Bottom Line Up Front Corporate Health Promotion Programs
Keeping the bottom line up front Bottom Line Up Front in Wellness Program will help you get and sustain Senior Management support. A Bottom Line Up Front approach will also help you more realistically measure the impact of your Corporate Health Promotion Program.
The bottom line in Corporate Health Promotion Programs answer two primary questions:
• How will member health be enhanced?
• What’s in it for Senior Management?
The ultimate bottom line: all roads should lead to readiness.
• Always be ready to communicate to leadership the ways that your Wellness Program impacts readiness.
• Think like Senior Management: what Wellness Program outcomes will be important from a Senior Management point of view?
• Develop line-centered language that communicates those outcomes.
• Ask members how they think a particular Wellness Program enhances force readiness. This input is a valuable source of information.
Use the following steps as a Bottom Line Up Front approach to Corporate Health Promotion Programs.
Step 1: Think about the end of the Wellness Program first and plan backwards.
• It has been said, “If you don’t know where you’re going, any road will get you there.”
• Before planning or beginning any part of the Corporate Health Promotion Program, be able to answer the questions: how will member health be enhanced? What’s in it for Senior Management?
Step 2: Identify concrete Wellness Program outcomes.
• Identify up front what the Wellness Program is working towards.
o For example: will members lose weight? Walk more steps? Decrease injuries? Move to another stage of change?
• Identify any processes or procedures that will be enhanced.
o For example: which pharmacy operations will become more efficient? How will record-keeping be streamlined?
Step 3: Determine what will be measured to show that Wellness Program goals were met.
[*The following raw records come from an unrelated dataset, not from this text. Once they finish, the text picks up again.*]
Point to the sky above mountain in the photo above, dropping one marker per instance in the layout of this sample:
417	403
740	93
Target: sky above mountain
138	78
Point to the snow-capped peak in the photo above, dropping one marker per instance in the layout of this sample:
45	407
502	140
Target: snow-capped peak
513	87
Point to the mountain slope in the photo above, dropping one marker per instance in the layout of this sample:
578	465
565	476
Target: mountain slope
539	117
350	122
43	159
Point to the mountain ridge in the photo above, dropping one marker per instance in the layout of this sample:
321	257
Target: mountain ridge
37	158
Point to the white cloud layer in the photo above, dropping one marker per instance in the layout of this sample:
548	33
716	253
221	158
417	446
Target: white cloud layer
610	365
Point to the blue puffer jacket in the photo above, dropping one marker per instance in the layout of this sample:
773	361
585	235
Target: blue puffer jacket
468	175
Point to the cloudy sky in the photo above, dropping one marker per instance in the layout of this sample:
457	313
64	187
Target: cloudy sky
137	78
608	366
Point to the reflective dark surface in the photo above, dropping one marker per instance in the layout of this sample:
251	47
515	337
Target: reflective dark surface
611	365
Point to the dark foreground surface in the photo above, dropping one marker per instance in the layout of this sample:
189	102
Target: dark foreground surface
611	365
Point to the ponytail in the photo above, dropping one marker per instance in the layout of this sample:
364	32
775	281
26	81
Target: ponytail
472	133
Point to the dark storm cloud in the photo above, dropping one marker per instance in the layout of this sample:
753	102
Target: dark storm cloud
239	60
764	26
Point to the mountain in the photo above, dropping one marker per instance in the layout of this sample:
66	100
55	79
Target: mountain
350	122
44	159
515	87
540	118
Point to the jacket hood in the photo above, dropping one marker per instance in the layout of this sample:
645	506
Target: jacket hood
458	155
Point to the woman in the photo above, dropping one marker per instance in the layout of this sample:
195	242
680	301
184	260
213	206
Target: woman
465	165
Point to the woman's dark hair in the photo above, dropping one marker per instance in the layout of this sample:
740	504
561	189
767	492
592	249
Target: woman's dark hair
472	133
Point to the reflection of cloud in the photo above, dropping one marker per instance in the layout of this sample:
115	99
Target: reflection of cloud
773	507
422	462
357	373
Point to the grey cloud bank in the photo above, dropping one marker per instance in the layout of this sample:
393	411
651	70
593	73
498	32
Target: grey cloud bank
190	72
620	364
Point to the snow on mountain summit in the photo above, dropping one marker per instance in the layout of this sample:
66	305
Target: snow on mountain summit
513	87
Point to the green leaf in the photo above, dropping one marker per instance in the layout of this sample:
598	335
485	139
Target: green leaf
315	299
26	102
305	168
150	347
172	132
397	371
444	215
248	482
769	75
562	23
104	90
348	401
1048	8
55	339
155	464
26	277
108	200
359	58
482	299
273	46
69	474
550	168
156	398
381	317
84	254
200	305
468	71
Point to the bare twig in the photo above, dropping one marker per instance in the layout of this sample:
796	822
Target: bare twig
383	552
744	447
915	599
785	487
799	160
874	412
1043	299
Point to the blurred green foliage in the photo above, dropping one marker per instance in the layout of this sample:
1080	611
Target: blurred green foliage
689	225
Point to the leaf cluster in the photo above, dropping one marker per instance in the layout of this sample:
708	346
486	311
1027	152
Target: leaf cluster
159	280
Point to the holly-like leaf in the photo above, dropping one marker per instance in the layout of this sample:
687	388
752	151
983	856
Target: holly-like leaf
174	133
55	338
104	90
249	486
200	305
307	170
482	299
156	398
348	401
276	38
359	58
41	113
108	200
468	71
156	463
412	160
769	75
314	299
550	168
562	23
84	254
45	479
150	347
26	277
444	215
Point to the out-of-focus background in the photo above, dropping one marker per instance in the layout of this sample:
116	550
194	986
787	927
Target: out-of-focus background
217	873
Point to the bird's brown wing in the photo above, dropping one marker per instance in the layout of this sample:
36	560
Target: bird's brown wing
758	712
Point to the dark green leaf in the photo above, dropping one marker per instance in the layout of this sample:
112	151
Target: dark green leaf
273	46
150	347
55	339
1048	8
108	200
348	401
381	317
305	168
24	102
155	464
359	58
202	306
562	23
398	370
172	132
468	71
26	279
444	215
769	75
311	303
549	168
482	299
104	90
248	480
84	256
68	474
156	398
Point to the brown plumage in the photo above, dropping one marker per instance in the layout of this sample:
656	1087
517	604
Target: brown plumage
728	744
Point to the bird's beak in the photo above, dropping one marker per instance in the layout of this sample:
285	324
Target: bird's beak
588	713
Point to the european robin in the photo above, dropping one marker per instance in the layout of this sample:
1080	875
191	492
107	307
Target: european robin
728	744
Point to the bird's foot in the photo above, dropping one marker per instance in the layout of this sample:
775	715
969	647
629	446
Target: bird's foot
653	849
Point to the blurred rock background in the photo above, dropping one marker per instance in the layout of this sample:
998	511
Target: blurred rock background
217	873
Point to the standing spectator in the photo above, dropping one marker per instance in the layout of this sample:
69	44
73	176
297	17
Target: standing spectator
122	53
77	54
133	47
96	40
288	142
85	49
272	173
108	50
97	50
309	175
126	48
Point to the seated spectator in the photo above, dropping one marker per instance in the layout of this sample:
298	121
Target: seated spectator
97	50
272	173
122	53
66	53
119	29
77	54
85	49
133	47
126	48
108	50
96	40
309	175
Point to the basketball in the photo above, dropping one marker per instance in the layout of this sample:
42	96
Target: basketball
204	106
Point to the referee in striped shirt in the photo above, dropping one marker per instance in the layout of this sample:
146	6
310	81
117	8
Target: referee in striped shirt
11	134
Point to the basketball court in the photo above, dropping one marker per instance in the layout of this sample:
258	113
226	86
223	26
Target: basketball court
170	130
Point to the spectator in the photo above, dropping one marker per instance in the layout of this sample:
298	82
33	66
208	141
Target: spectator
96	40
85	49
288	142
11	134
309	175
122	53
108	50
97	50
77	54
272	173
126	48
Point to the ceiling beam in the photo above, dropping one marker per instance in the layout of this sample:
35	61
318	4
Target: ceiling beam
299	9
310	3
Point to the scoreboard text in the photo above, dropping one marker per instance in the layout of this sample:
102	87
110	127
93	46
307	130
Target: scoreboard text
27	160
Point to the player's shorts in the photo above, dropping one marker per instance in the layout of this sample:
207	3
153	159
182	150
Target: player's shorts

• Consider what information is really needed to show Wellness Program effectiveness. Avoid the temptation to collect every possible piece of data. Choose a handful of important information points and stick to those.
• Think backwards when determining what information to collect – consider how easily follow-up information can be collected when a Wellness Program ends. Getting follow-up information is often a challenge.
• Only collect information for health behaviors or indicators that the Wellness Program actually affected.
o For example: if the main Wellness Program goal is that members will walk more steps, then it may be better NOT to choose changes in cholesterol level as a Wellness Program outcome (unless the Wellness Program specifically addresses cholesterol).
• Avoid measuring outcomes that the Wellness Program cannot (or did not) affect.
Step 4: Determine what Wellness Program elements must be included to move members towards the Wellness Program goals.
• The concrete Wellness Program outcomes identified in Step 2 are the compass for keeping the Wellness Program on track. All Wellness Program elements should lead towards that ultimate goal.
Working backwards when planning and beginning Corporate Health Promotion Programs is really forward thinking. Keeping the bottom line up front is a smart approach to Corporate Health Promotion Programs.